Mariusz 'Wilk' Wilczynski was born in 1964. He graduated from the Painting and Graphics Department of the Academy of Fine Arts in Łódź in 1986. His films have been shown at top festivals in Poland, in Melbourne, Terme and Bologna in Italy, Chicago, and at Midem, Cannes, and solo screenings in Berlin, Rio de Janeiro, New York, Milan, Vilnius, Sydney and Toronto.
He is best known for the Chaplinesque Times Have Passed (1998), and Unfortunately (2004), a twilight journey set to a haunting score by Polish jazz trumpeter Tomasz Stańko - a film that won the Golden Hugo award for Best Animation at the 2005 Chicago International Film Festival. In 2007 he made Kizi Mizi (2007), which he has described as 'a tough love story between a cat and a mouse... a film about loneliness, betrayal, and revenge'.
It took him 14 years to make the full-lenght animation film Kill It and Leave This Town which will premiere at the Berlin International Film Festival on 22 February 2020, where it will be shown as part of the Encounters competition. The description on the Berlinale website reads:
A moving, dreamlike journey into a bizarre fantasy world full of past emotions. Mariusz Wilczyński has turned his attention to his own biography and bares all. Rummaging irreverently and uninhibitedly through his own personal and collective memory, he populates the streets, trams and shops of the industrial city of Lodz with characters, scraps of memory and catchy tunes that take us back to his childhood world of the 1960s and 1970s. (...) Wilczyński pushes the style and poetry of his shorter films, which oscillate between children’s drawings and Gothic aesthetics, to the extreme, testing the limits of what can be projected by using every imaginable nuance between grey and black. The cinema becomes a cave in which the audience can give free rein to their own memories, too, and face them with wide open eyes.
The music score for the film was composed by late Tadeusz Nalepa and voice- overs were provided esteemed actors: Krystyna Janda, Andrzej Chyra, Maja Ostaszewska, Małgorzata Kożuchowska, Barbara Krafftówna, Anna Dymna, Marek Konrad, Daniel Olbrychski, Gustaw Holoubek, Irena Kwiatkowska as well as director Andrzej Wajda and jazz musician Tomasz Stańko.
Since 2005 he has also been creating the animated segments that frame programming on TVP Kultura, the new cultural channel of Polish Television, and was honored in 2006 at the 9th Hot Bird TV Awards in Venice in large part for the originality of its animated framing. Since March 2005 he co-hosts a weekly cultural program on Polish Television (public TV, Program 1) devoted to phenomena in contemporary culture and art, entitled After Hours. Since 2003 he has been teaching classical animation at the Academy of Fine Arts in Łódź.
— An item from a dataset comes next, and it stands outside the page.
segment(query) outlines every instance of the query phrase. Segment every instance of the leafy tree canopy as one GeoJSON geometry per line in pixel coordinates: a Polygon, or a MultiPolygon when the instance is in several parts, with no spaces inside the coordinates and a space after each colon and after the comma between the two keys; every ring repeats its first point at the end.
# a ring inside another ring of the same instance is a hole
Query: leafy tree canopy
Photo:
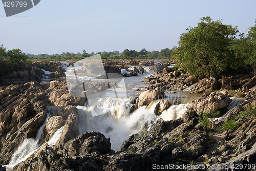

Prior to his work for TVP Kultura, Mariusz Wilczyński had been pushing the envelope for years in applying film animation to other media. He did music videos for top musical performers including Tomasz Stańko, Breakout and Laibach, and for lullabies by many Polish singers such as Kora, Justyna Steczkowska and Stanisław Sojka. In 2002 he created 12 animated films for a farewell concert by the rock group Republika, presented at the 23rd annual Review of Actors' Song in Wrocław.
In the late 1990s Wilk created about 200 video supplements for books, so-called 'book-clips', which expressed in visual imagery the main themes of the new books for the cultural program Goniec Kulturalny (culture courier) on Polish TV's Channel One, and then, from 2003-05, for a weekly program, I Like to Read, on Polish TV's Channel Two, with animated interludes known as Male Wilki - Little Wolves, after his nickname. He also created 6 short animated films for audiences in the European Union that promoted Poland and Polish culture, with music by Krzesimir Dębski.
Prolific and multi-talented, Wilk had started in 1985 with paintings and graphics, which by 2000 had been exhibited (including 16 solo shows) throughout Poland, and in Yokohama, Wakayama, London, Sophia, Bruges, Amsterdam, Budapest, Madrid, Oslo and Chicago. His drawings were published in the Polish magazine Przekroj (Cross-section) and in Wysokie Obcasy (High Heels), the women's supplement to the Gazeta Wyborcza newspaper.
As a performer, Wilczynski has taken part at art festivals WRO Media in Wrocław, Łódż, Edinburgh and the AVE Multimedial Festival in Arnhem, the Netherlands. In 2007 the Museum of Modern Art in New York presented 'An Evening with Andreas Hykade and Mariusz Wilczyński', a retrospective of his films accompanied by discussions with Wilczyński.
Honours include the Golden Hugo Award for Best Animation at the 2005 Chicago International Film Festival, and major awards from the 3rd European Independent Film Festival in Paris (Best Animation), the 11th International Graphics Competition in Yokohama, Japan, and the Ave Multimedial Festival in Arnhem, Holland.